Similarly, P-Akt colocalized with phospho-Histone H3, a marker of M phase, in dividing apical progenitors as well as GLAST, a marker of radial glial cells (data not shown). Since these apical progenitor cells give rise to both neurons and glia, this localization is consistent with activation of AKT3 in both neurons and glia. Abnormal AKT function would be consistent with the MRI patterns and neuropathological studies (Figures 1 and 2), which show abnormal organization of neurons in the cortex and abnormal MRI signal characteristics of white matter.

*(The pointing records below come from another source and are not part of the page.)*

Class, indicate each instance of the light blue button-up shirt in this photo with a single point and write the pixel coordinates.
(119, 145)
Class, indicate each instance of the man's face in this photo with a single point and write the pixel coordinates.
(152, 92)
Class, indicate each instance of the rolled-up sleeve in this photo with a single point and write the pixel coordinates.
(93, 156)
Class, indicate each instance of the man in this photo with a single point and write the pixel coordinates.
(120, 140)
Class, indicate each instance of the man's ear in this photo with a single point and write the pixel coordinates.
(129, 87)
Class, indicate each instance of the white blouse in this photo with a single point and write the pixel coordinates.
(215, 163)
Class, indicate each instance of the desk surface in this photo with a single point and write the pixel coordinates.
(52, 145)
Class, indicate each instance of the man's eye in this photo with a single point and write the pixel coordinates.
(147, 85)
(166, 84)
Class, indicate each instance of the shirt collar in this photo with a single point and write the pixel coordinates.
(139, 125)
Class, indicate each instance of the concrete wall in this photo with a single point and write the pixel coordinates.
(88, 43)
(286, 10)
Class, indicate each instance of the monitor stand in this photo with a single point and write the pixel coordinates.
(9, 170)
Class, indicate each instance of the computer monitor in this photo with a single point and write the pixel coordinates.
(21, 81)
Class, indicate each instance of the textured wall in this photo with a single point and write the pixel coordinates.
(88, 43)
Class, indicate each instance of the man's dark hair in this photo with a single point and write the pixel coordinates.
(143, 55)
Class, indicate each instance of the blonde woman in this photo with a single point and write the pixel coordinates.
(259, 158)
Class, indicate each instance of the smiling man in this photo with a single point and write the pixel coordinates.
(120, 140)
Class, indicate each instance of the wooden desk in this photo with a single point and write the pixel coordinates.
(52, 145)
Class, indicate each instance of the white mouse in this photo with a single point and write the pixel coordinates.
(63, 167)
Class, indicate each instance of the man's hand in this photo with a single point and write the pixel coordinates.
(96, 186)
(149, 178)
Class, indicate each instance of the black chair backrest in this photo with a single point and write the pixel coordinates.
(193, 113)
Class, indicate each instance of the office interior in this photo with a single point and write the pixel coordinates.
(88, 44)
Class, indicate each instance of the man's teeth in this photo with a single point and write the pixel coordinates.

Our data suggest that activation of AKT3, either by duplication or by point mutation, contributes to hemispheric brain overgrowth. Two of our cases (the point mutation and one partial trisomy) are confirmed to be de novo, somatic mutations, undetectable in blood, and although non-brain tissues were not available from the other partial trisomy case, this is likely to be a somatic mutation as well since individuals reported with constitutional trisomy 1q, even a portion of 1q, show dysmorphic features and in nearly all cases early lethality (Mark et al., 2005; Mefford et al., 2008; Patel et al., 2009). We postulate that increasing AKT3 dosage and activation of AKT3 would have the same effect in the setting of a somatic mutation. Interestingly, HMG has not been reported in the constitutional trisomy cases, even those that have partial trisomy including AKT3. It is possible that HMG might not be present in the cases with early lethality; perhaps more important, since all of the constitutional trisomy 1q cases were de novo, the trisomy may not be present in all tissues. Though we have not sampled other tissues, there was no clinical evidence of extra-cerebral involvement phenotypically in any of the three cases, suggesting either that the mutation was limited to brain, or that activation of AKT3 in other tissues does not have phenotypic consequences. Increased rates of brain cancer are not reported in the setting of isolated HMG. In the cases we report here, who have not shown any form of cancer, it is likely that activation of AKT3 disrupts normal cortical development but does not result in continued dysregulated growth outside the setting of cortical progenitor cells.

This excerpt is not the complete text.